Focus on "ASSIST Agreements by Major" when researching our course articulations or lack of articulation. Development of transferable courses that meet major preparation requirements and/or general education requirements for students should be the priority, and are usually the only course articulations accepted by the universities.
For assistance and guidance, please feel free to contact Sabine Arbelbide, Interim Articulation Officer.
Articulation101 FLEX Workshops Presentation Slides (Spring 2022)
What's a TMC?
TMC - Transfer Model Curriculum - are the templates from which California Community Colleges are required to build our Associate Degrees for Transfer (ADT) - AA-T and AS-T degrees. The templates have been vetted by CCC and CSU faculty through the Faculty Discipline Review Group process, and are re-reviewed every five-years. The college is required to have our AA-T and AS-T degrees updated to align with the most current approved TMC.
The template includes Core courses that are common requirements at all CSU's, LIST A, LIST B (and occasionally LIST C), courses that give options to students depending upon their specific CSU campus goal. Students are advised to use ASSIST.org to effectively choose the courses required for lower-division major preparation and meet the requirements of the AA-T/AS-T degree.
The only college courses that may be included in the degrees are courses that have approved (or have been submitted for) C-ID designations - common Course Identifier - matching the C-ID Descriptor for the course.
OR, courses that meet the specific parameters of the TMC template or are articulated in the similar major at a CSU.
Approved TMC templates: Transfer Model Curriculum templates - CCC
Why don't we have an ADT Degree in your discipline?
In order for a TMC to be developed and result in an ADT degree, a minimum of four CSU's must have the major, and a minimum of 200 students per year must be transferring into that major. As of Fall, 2020, all the ADT's that meet that criteria have been developed.

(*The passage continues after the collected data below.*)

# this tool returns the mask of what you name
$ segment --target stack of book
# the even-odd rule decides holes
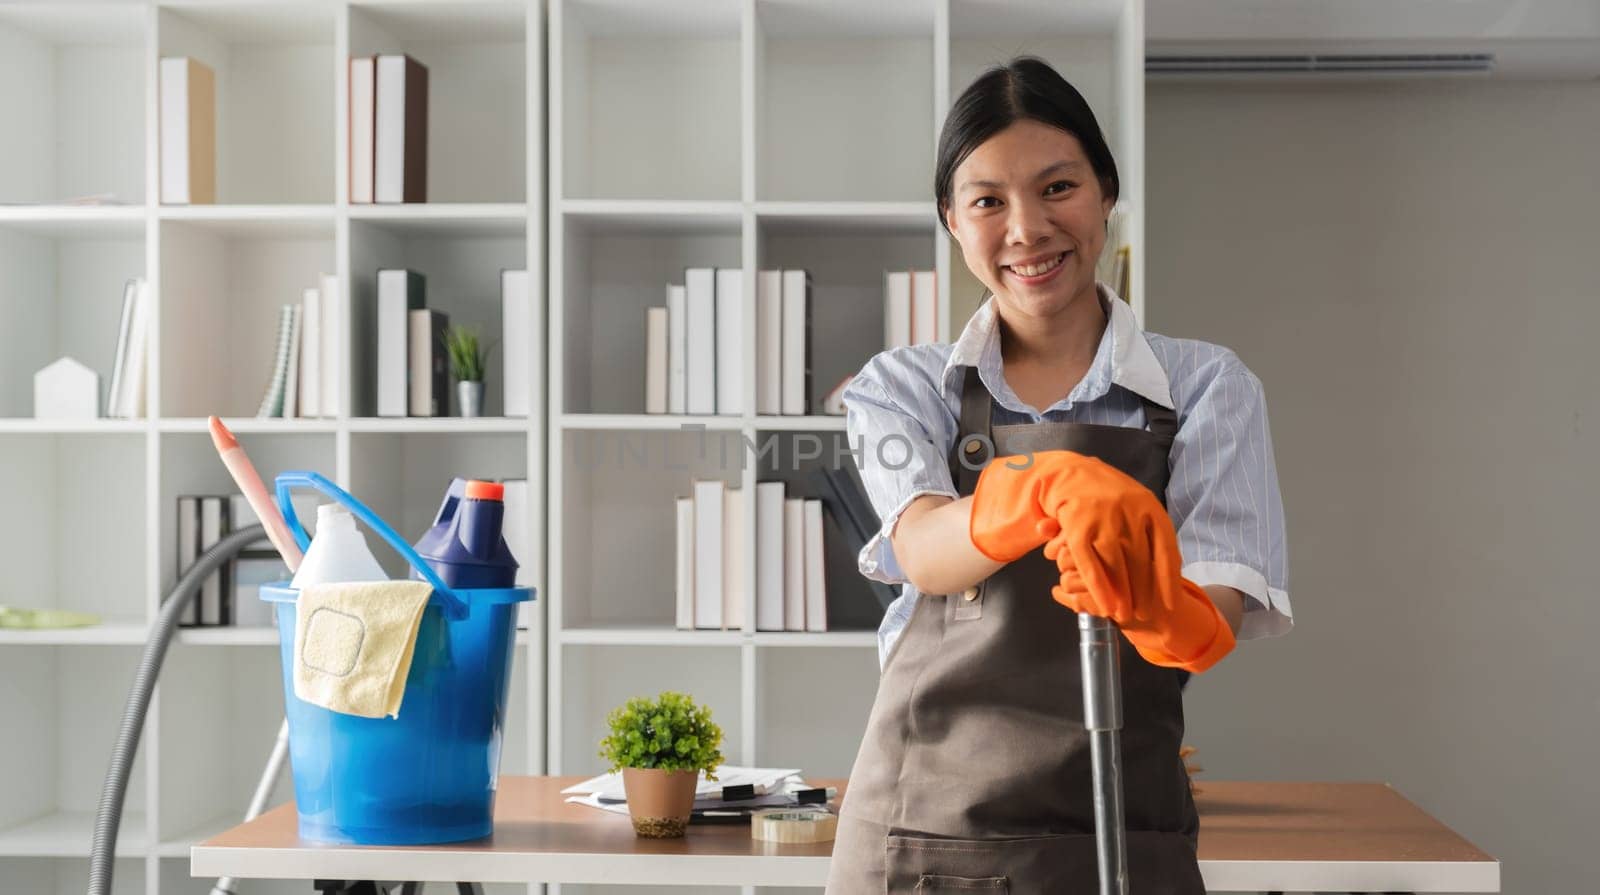
[[[428,69],[350,57],[350,202],[428,201]]]
[[[645,309],[645,412],[744,412],[744,278],[691,267]],[[811,404],[811,276],[756,275],[756,413],[803,416]]]
[[[106,394],[106,416],[144,416],[149,333],[150,284],[136,277],[122,287],[122,317],[117,324],[117,353],[111,366],[111,390]]]
[[[744,627],[743,493],[697,481],[677,500],[677,627]],[[822,501],[756,485],[756,630],[828,630]]]
[[[885,271],[883,348],[939,340],[939,282],[931,270]]]
[[[272,372],[256,408],[258,417],[336,417],[340,415],[339,350],[341,321],[339,278],[322,274],[320,286],[308,286],[300,302],[278,313],[278,334]]]

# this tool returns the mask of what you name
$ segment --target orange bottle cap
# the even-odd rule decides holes
[[[470,479],[467,482],[467,498],[469,500],[498,500],[502,503],[506,499],[506,486],[499,482],[480,482]]]

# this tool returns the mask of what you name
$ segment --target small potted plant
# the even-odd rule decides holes
[[[650,839],[682,836],[694,810],[700,772],[715,780],[722,764],[722,728],[711,710],[670,690],[636,696],[606,717],[610,733],[600,757],[622,770],[633,831]]]
[[[478,340],[478,331],[450,325],[444,330],[445,353],[450,356],[450,373],[456,378],[456,398],[462,416],[483,415],[483,370],[489,350]]]

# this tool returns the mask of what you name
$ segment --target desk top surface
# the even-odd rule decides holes
[[[820,878],[821,868],[825,874],[832,843],[758,842],[747,824],[695,825],[682,839],[641,839],[625,816],[564,801],[561,790],[582,779],[502,777],[494,835],[450,845],[393,849],[305,842],[296,830],[294,806],[283,805],[196,846],[192,868],[196,875],[359,878],[352,871],[399,870],[393,864],[403,860],[414,865],[409,873],[373,878],[626,882],[627,873],[618,868],[635,863],[646,877],[641,881],[659,882],[662,877],[652,874],[662,871],[661,859],[670,859],[675,871],[703,871],[702,884],[765,884],[750,878],[757,868],[790,884],[801,884],[790,872]],[[812,782],[844,789],[844,781]],[[1338,886],[1344,889],[1367,881],[1375,890],[1499,890],[1494,858],[1385,784],[1209,781],[1200,783],[1195,802],[1208,888],[1293,888],[1285,883],[1326,881],[1333,874],[1346,883]],[[576,868],[587,866],[583,859],[595,866],[580,872]],[[436,875],[421,872],[428,868],[437,868],[428,871]],[[267,869],[273,872],[253,872]]]

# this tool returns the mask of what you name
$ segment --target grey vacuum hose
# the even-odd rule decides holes
[[[150,709],[150,694],[155,690],[156,677],[161,674],[161,663],[172,642],[172,632],[178,627],[178,616],[194,600],[207,576],[266,534],[266,529],[260,525],[252,525],[218,541],[183,573],[172,592],[167,594],[166,602],[161,604],[161,614],[156,617],[150,639],[145,641],[144,655],[133,674],[133,689],[128,693],[128,704],[122,709],[122,727],[117,731],[116,745],[111,748],[111,766],[100,789],[100,810],[95,814],[94,840],[89,848],[89,895],[111,895],[112,861],[117,851],[117,828],[122,823],[122,802],[128,794],[128,775],[133,771],[133,757],[139,749],[139,736],[144,732],[145,714]]]

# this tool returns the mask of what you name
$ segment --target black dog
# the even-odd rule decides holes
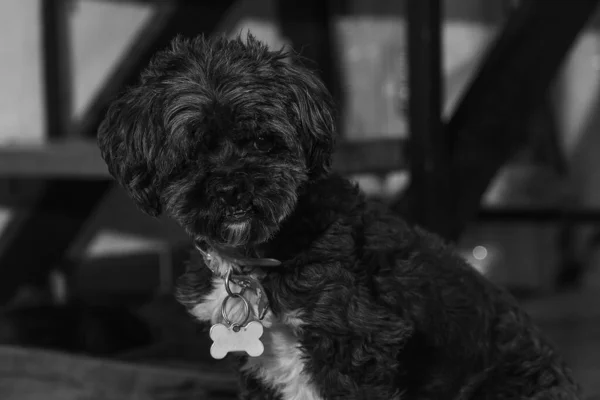
[[[238,356],[241,398],[577,399],[511,296],[329,173],[332,99],[297,61],[252,37],[176,39],[99,131],[136,204],[204,255],[180,301],[229,332],[264,326],[264,353]]]

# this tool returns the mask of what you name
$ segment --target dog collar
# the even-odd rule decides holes
[[[272,258],[235,257],[228,254],[229,252],[218,251],[217,249],[208,246],[207,248],[204,248],[203,244],[204,243],[199,241],[194,242],[194,246],[204,258],[206,266],[211,270],[214,276],[223,279],[224,287],[227,291],[227,297],[225,297],[221,305],[223,321],[229,326],[234,326],[226,315],[226,304],[228,299],[237,297],[242,299],[243,304],[245,304],[246,307],[246,317],[242,323],[242,326],[245,326],[245,323],[250,316],[250,310],[248,299],[244,297],[244,292],[246,290],[251,290],[256,295],[252,300],[252,310],[258,318],[258,321],[255,323],[260,325],[260,321],[265,317],[267,310],[269,309],[269,298],[261,283],[261,280],[266,276],[266,273],[264,269],[260,267],[278,266],[281,265],[281,262]],[[230,287],[231,283],[238,286],[240,290],[233,292]],[[213,328],[215,326],[216,325],[213,325]],[[235,330],[235,326],[237,326],[238,330]],[[233,330],[234,332],[238,332],[240,326],[235,326],[233,327]]]
[[[204,243],[196,240],[194,247],[200,252],[204,258],[206,266],[212,271],[214,275],[222,276],[226,271],[220,271],[219,266],[223,265],[223,262],[230,265],[234,269],[240,270],[239,272],[250,272],[246,270],[254,270],[257,268],[273,268],[281,265],[281,261],[274,258],[252,258],[243,257],[238,254],[230,254],[230,252],[219,251],[220,249],[211,248],[206,246]]]

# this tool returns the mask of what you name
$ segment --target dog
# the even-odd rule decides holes
[[[213,345],[256,353],[233,354],[240,398],[577,399],[507,291],[331,172],[335,105],[305,65],[252,35],[178,37],[98,131],[137,206],[196,244],[178,300],[233,337],[262,326],[262,347]]]

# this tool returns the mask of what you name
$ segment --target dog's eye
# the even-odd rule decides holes
[[[273,140],[266,136],[259,136],[252,141],[252,145],[258,151],[269,151],[273,147]]]

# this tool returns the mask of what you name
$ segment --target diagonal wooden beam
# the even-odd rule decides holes
[[[0,241],[0,304],[25,282],[45,283],[110,187],[108,180],[54,181],[25,209],[13,209]]]
[[[60,23],[64,25],[66,21],[63,19],[60,22],[58,16],[53,14],[56,10],[51,6],[56,3],[64,5],[66,2],[46,0],[45,7],[50,7],[44,8],[44,21],[47,20],[50,24],[45,28],[47,32],[64,32],[65,29]],[[79,133],[95,136],[96,129],[112,98],[125,86],[138,79],[140,70],[158,48],[166,46],[177,34],[192,36],[199,33],[212,33],[231,3],[231,1],[214,1],[207,4],[188,0],[157,2],[157,7],[162,14],[152,19],[153,25],[147,26],[136,38],[136,43],[132,44],[120,66],[116,68],[80,121]],[[46,16],[53,18],[46,18]],[[53,27],[53,23],[60,26]],[[145,35],[152,36],[152,40],[146,41]],[[49,44],[45,52],[45,56],[54,59],[56,63],[58,60],[64,61],[60,58],[64,54],[54,54],[51,51],[58,48],[59,39],[61,38],[58,35],[47,38]],[[46,80],[59,76],[61,71],[58,71],[59,68],[54,64],[46,63],[46,66]],[[47,85],[52,87],[49,82]],[[60,95],[62,92],[57,89],[52,93],[54,93],[53,97],[47,96],[49,130],[64,132],[69,129],[63,126],[66,121],[65,113],[61,109],[60,118],[56,117],[52,103],[62,98]],[[59,126],[62,127],[61,130],[58,130]],[[19,218],[9,224],[8,231],[5,230],[3,240],[0,242],[2,246],[0,304],[8,300],[23,282],[29,280],[40,284],[49,270],[65,262],[67,250],[73,239],[79,234],[104,194],[114,185],[109,180],[83,179],[37,181],[38,185],[44,187],[40,189],[39,198],[33,200],[33,204],[28,205],[26,212],[19,213]]]
[[[95,137],[110,102],[138,80],[140,71],[157,50],[168,46],[177,35],[212,34],[234,2],[173,0],[150,3],[154,4],[154,15],[131,42],[79,121],[77,131],[82,135]]]
[[[547,94],[598,0],[523,0],[448,121],[456,239],[499,168],[524,143],[520,126]]]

OR, the college might not teach enough of the required courses on the TMC to be able to offer the degree;
OR, the college cannot offer the degree within the required 60 units maximum at Cabrillo.
SB 1440, and SB 440 dictate the requirements of ADT degrees: 60 units maximum required by the CCC, to include at least 18 units in the major or emphasis, and completion of CSU lower-division general education.
What is C-ID?
C-ID is a supranumbering system developed to ease transfer and articulation in California's higher education institutions. C-ID identifies specific course descriptors that provide intrasegmental articulation among California Community Colleges. In order for our courses to be approved for a C-ID number, our courses must meet 100% of the content and objectives outlined in the descriptor.
C-ID Homepage - to review C-ID Descriptors and Draft Transfer Model Curriculum
TMC and ADT Submission Overview
Any time a TMC is updated, the college must align our degree with that template. This may require a new degree submission (revision) to the Chancellor's Office, and could also affect the Program map(s). Consult with the Articulation Director.